Companies like Amphitrite are developing platforms that combine ocean data (currents, waves, thermoclines), climate data (storms, ice zones, rising temperatures) and fleet operational data in real time, to enable both economic and environmental risk management. GT Green Technologies and Smart Green Shipping integrate underwater noise and emissions data into route optimization, helping to avoid critical areas for certain cetacean species.
The data infrastructures on which these innovations are based are varied: Copernicus Marine Service (CMEMS) provides operational oceanographic data on a global scale, including temperature, salinity, currents, sea level and chlorophyll concentrations. OBIS aggregates millions of marine species occurrences, enabling the mapping of sensitive areas and migratory corridors. NOAA's long time series complement these sources. The worldwide AIS system, combined with surveillance satellites, enables us to cross-reference ship positions with ecologically sensitive areas.
Concrete projects illustrate this convergence. The World Economic Forum's Green Shipping Corridors Initiative, which brings together 40 ports and operators worldwide, aims to create shipping corridors with reduced emissions on the busiest routes. Amphitrite's Oceanscan project combines routing and avoidance of cetacean spawning grounds on the transatlantic route. These projects show that shipping can evolve from a purely economic logic to a multi-objective one, in which the impact on ecosystems becomes an operational parameter in its own right.
All these innovations are part of a rapidly evolving investment ecosystem. Over the past decade, ocean and marine technology startups have raised over $5 billion in venture capital in the United States, according to J.P. Morgan. Dedicated funds are emerging: theDOCK, Flagship Founders, Signal Ventures, Future Planet Capital and TecPier, Innoport and InMotion Ventures.
A French example illustrates how this mobilization can also come from the consumer. Grain de Sail, a company based in Morlaix, Brittany, combines sailing and short food supply chains: it imports cocoa, coffee and rum from the Caribbean on its pure-vehicle cargo ships, then exports chocolate and wine to the USA on the return journey. Its second vessel, Grain de Sail II (52 meters, 350 tons capacity), entered service in early 2024 on the Saint-Malo-New York route. The company has just finalized a fund-raising operation with the support of Bpifrance to finance Grain de Sail III: a 110-meter sail container ship, capable of carrying 200 containers or 3,000 tons, scheduled to enter service in mid-2028 at a cost of 35 million euros.

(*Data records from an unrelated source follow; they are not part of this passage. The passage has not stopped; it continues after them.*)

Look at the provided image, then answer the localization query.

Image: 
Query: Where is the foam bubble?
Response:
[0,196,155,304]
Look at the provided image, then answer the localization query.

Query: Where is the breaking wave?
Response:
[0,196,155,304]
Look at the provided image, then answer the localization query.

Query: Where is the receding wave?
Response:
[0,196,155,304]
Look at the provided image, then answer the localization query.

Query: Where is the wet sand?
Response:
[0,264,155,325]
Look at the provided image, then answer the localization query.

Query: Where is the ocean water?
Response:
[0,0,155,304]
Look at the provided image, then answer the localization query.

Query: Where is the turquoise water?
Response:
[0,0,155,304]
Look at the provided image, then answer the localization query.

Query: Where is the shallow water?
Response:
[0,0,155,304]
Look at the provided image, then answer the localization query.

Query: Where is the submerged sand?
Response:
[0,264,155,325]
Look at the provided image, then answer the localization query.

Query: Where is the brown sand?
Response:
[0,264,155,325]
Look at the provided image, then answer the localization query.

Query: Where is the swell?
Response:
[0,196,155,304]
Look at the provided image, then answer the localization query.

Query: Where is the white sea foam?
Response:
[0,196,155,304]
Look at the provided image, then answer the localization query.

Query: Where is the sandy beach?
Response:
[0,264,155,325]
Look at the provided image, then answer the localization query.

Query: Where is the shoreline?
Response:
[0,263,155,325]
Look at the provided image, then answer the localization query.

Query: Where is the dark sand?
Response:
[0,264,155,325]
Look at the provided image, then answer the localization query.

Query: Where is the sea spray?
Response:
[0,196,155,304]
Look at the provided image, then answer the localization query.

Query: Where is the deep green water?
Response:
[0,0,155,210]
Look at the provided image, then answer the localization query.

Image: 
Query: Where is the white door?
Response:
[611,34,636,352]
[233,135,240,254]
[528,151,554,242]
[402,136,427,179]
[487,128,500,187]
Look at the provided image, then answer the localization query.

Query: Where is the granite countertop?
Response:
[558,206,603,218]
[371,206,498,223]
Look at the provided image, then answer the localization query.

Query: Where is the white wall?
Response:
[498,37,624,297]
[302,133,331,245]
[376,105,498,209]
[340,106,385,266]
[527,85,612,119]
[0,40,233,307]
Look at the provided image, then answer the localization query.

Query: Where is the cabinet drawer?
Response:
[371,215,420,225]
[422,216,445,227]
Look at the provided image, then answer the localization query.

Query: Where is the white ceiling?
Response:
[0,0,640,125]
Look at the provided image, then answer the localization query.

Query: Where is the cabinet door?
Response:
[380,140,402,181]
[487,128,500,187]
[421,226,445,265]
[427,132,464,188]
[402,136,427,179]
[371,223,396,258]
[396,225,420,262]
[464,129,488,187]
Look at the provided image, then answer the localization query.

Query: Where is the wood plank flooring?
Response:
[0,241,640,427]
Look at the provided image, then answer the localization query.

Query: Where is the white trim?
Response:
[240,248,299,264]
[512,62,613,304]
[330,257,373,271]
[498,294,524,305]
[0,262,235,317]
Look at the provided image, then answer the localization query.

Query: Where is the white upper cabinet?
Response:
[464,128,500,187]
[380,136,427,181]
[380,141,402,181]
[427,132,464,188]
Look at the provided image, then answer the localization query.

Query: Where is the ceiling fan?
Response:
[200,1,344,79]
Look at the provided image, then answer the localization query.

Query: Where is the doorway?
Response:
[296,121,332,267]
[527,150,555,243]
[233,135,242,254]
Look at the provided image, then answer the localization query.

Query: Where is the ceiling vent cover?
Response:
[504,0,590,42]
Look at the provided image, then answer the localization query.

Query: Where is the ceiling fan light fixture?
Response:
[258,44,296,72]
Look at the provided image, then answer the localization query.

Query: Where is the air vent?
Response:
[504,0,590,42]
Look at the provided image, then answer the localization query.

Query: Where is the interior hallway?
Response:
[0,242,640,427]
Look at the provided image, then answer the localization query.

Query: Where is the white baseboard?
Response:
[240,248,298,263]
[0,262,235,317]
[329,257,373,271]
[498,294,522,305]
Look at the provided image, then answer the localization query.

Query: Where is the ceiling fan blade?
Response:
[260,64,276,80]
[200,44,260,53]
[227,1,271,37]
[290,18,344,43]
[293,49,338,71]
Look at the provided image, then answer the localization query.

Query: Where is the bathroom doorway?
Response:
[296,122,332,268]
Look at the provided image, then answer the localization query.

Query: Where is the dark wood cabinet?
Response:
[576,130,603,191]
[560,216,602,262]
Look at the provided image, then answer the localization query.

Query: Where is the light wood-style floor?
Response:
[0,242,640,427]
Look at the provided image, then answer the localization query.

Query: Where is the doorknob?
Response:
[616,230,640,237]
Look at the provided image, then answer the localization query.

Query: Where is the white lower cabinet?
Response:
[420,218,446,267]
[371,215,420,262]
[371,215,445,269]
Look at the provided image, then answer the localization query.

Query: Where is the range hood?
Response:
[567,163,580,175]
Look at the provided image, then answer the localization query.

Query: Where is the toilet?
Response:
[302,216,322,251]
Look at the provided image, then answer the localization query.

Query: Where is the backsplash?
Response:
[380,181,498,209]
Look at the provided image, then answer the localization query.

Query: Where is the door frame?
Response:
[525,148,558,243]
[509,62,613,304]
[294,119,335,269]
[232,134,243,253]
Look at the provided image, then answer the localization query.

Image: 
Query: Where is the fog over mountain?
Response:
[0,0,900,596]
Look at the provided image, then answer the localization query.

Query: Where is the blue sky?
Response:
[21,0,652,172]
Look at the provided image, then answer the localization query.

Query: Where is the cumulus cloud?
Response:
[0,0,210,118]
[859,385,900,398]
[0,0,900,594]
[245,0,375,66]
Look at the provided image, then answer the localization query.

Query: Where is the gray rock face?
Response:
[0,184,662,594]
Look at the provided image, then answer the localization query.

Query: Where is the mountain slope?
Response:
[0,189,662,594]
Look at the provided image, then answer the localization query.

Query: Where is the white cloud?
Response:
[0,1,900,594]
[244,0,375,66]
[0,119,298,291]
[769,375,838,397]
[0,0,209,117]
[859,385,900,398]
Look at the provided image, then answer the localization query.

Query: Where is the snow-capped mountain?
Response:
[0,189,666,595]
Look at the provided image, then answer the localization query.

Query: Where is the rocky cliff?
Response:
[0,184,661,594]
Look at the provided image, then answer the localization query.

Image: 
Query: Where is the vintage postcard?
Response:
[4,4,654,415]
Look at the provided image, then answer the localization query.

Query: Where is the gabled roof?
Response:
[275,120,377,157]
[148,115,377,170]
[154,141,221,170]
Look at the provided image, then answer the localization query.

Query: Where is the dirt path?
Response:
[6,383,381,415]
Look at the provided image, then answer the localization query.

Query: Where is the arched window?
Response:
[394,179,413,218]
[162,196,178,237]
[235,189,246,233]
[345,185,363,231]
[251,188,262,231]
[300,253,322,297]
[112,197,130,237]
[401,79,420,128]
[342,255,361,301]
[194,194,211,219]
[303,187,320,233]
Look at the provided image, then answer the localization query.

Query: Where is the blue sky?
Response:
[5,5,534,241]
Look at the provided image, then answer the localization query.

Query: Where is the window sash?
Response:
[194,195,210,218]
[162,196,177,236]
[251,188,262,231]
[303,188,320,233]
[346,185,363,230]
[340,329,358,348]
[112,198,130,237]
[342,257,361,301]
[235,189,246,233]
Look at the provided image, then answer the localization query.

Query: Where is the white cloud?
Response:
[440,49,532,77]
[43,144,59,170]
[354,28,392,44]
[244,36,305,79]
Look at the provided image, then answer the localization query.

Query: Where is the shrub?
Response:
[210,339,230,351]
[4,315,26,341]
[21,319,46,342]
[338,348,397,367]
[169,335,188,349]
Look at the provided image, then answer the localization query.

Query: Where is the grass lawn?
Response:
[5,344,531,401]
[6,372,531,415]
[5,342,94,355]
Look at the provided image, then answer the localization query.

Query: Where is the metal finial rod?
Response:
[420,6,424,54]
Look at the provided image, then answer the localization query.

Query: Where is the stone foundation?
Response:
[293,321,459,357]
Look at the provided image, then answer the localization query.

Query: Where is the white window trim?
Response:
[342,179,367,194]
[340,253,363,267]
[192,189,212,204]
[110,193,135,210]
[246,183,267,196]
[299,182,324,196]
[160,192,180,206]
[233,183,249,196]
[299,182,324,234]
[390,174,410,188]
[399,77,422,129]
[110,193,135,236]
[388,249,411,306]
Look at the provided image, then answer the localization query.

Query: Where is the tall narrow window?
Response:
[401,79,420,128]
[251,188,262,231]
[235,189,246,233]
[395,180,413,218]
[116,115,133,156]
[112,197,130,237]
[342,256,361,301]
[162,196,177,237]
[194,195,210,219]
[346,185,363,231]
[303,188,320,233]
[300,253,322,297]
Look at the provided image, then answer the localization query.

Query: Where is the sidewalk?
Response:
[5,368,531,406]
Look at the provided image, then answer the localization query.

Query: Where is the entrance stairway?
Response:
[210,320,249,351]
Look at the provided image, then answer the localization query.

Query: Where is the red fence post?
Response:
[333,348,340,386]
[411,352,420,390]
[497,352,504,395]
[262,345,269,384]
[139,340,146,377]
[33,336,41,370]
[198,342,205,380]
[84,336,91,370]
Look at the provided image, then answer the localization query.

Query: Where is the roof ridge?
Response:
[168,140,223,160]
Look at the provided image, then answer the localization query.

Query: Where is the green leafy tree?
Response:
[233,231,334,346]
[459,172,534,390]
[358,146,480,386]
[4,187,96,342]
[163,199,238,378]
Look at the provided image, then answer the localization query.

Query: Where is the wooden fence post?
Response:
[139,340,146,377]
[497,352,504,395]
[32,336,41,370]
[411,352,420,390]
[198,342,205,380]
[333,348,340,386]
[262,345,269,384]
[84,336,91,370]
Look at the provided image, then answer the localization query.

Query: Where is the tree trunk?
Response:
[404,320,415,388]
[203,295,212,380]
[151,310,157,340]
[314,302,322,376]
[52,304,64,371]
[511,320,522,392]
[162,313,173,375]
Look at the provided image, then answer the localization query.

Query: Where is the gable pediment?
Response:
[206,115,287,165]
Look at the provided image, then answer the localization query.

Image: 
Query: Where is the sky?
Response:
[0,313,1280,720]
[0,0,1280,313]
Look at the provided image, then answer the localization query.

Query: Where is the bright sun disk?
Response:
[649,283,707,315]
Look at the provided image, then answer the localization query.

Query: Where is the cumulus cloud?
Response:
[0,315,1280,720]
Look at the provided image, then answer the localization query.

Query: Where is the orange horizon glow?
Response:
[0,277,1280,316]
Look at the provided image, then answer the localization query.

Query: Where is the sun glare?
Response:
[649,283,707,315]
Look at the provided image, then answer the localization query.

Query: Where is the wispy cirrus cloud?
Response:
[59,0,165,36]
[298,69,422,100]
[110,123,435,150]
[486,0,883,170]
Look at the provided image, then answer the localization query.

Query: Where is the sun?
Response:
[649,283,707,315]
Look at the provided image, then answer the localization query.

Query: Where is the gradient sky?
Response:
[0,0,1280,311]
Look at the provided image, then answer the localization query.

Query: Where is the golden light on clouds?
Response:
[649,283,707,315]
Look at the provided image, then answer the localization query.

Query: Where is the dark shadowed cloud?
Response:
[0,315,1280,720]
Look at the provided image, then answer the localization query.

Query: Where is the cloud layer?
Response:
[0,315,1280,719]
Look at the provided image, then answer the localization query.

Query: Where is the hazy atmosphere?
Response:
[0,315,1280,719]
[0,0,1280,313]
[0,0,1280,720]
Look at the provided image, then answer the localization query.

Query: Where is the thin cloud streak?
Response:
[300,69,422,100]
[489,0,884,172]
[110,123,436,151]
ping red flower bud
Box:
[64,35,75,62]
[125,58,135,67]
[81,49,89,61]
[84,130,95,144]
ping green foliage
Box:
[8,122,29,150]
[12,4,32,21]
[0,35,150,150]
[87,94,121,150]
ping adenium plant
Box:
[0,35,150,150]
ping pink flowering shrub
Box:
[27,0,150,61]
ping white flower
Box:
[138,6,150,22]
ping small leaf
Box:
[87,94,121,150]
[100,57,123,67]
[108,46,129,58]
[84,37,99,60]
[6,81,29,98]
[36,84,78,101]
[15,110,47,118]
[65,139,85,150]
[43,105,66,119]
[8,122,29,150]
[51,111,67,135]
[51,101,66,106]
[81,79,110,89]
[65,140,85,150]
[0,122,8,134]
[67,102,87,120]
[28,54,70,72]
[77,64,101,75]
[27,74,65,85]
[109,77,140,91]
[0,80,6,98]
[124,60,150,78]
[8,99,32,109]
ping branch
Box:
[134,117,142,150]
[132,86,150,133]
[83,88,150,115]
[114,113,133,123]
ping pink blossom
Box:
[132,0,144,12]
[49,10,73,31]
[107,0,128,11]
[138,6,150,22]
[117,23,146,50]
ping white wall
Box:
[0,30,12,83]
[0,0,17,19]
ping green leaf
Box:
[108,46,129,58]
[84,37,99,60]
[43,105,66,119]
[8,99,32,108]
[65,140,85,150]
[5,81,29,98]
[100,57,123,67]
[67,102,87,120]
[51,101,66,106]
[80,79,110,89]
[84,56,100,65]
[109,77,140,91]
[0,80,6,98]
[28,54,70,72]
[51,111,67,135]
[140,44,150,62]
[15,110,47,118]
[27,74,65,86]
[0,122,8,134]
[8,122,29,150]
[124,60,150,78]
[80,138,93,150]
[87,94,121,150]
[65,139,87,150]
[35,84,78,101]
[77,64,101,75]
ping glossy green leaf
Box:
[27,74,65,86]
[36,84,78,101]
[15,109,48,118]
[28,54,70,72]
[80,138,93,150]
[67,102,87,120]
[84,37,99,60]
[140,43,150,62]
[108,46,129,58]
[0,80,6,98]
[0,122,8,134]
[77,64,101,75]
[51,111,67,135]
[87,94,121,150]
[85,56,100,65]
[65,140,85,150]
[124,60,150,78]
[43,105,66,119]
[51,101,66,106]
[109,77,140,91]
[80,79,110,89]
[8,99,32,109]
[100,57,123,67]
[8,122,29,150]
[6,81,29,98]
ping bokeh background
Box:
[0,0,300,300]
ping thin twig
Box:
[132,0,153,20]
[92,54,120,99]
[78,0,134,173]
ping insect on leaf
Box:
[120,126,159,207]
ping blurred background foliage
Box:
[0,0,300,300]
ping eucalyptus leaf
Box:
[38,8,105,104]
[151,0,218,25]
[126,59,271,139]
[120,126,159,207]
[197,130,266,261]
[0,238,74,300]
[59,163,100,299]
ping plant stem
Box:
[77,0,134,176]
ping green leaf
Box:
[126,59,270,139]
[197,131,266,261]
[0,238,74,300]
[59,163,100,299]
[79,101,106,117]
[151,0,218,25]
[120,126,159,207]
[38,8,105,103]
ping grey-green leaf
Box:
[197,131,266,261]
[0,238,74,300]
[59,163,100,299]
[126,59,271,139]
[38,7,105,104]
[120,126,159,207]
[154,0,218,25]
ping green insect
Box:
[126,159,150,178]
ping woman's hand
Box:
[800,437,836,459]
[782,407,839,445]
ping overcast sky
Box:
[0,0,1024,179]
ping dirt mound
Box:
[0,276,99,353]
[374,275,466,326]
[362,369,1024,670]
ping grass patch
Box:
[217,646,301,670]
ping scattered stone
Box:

On the international finance side, the Poseidon Principles are the reference framework for aligning bank financing decisions with climate objectives. Launched in 2019 under the aegis of the Global Maritime Forum, they now bring together 35 major financial institutions representing almost 80% of the global marine financing portfolio, including Société Générale, Citi, ING, Crédit Agricole CIB, BNP Paribas and KfW. Each signatory undertakes to measure the carbon intensity of its portfolio annually, to compare it with a trajectory aligned with IMO targets, and to make its alignment scores public. The 2025 annual report shows that signatories have declared 95% of their business eligible, and that climate alignment scores have improved by almost 8 percentage points on the previous year.
The central challenge of the next decade is not so much a question of technological feasibility as of the ability to massively redirect capital flows towards transition solutions. The gains made by existing technologies are real, but insufficient on their own to align shipping on a trajectory compatible with the Paris Agreement's 2°C target, in the absence of a major breakthrough in low-carbon fuels. The challenge therefore lies less in a miracle solution than in building an economic model in which alternatives to fossil fuels gradually become more competitive: a sufficiently attractive carbon price, blended finance mechanisms to absorb the risk of emerging technologies, and green corridors capable of structuring large-scale demand.